The common language runtime allows code to perform only those operations that the code has permission to perform. The runtime uses objects called permissions to implement its mechanism for enforcing restrictions on managed code. The primary uses of permissions are as follows:
- Code can request the permissions it either needs or could use. The .NET Framework security system determines whether such requests are honored. Requests are honored only if the code's evidence merits granting those permissions. Code never receives more permission than the current security settings allow based upon a request. However, code will be granted less permission based upon a request.
- The runtime can grant permissions to code based on characteristics of the code's identity, on the permissions that are requested, and on how much the code is trusted (as determined by security policy set by an administrator).
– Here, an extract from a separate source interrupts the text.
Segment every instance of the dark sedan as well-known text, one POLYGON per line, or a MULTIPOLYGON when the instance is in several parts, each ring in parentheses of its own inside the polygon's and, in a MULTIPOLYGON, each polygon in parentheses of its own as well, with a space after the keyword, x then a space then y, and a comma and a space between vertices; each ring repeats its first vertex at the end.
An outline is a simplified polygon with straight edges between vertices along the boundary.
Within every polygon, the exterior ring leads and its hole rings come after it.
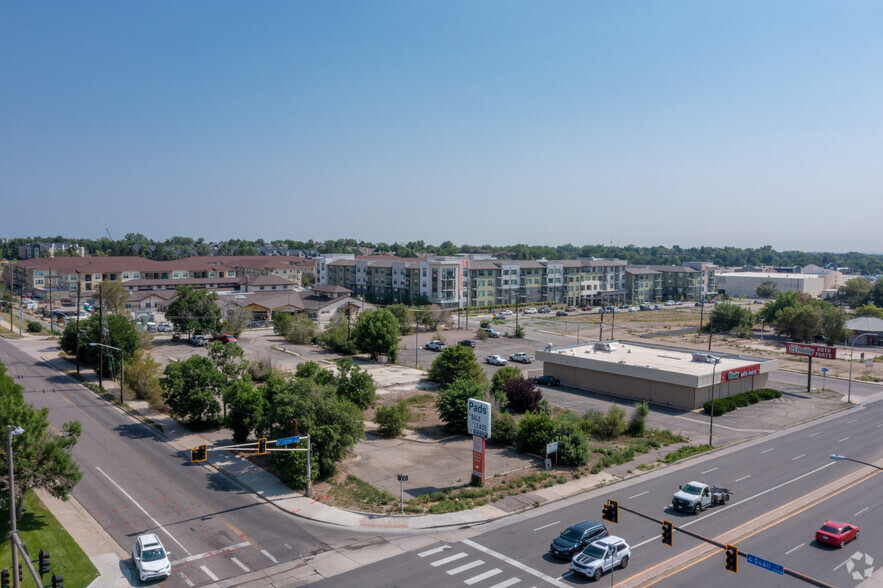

For more information about how the runtime decides which permissions to grant, see Security Policy and Permission Grants.
- Code can demand that its callers have specific permissions. If you place a demand for a certain permission on your code, all code that uses your code must have that permission to run.
There are three kinds of permissions, each with a specific purpose:
- Code access permissions, which represent access to a protected resource or the ability to perform a protected operation.
- Identity permissions, which indicate that code has credentials that support a particular kind of identity.
- Role-based security permissions, which provide a mechanism for discovering whether a user (or the agent acting on the user's behalf) has a particular identity or is a member of a specified role. PrincipalPermission is the only role-based security permission.
The runtime provides built-in permission classes in several namespaces and also supplies support for designing and implementing custom permission classes.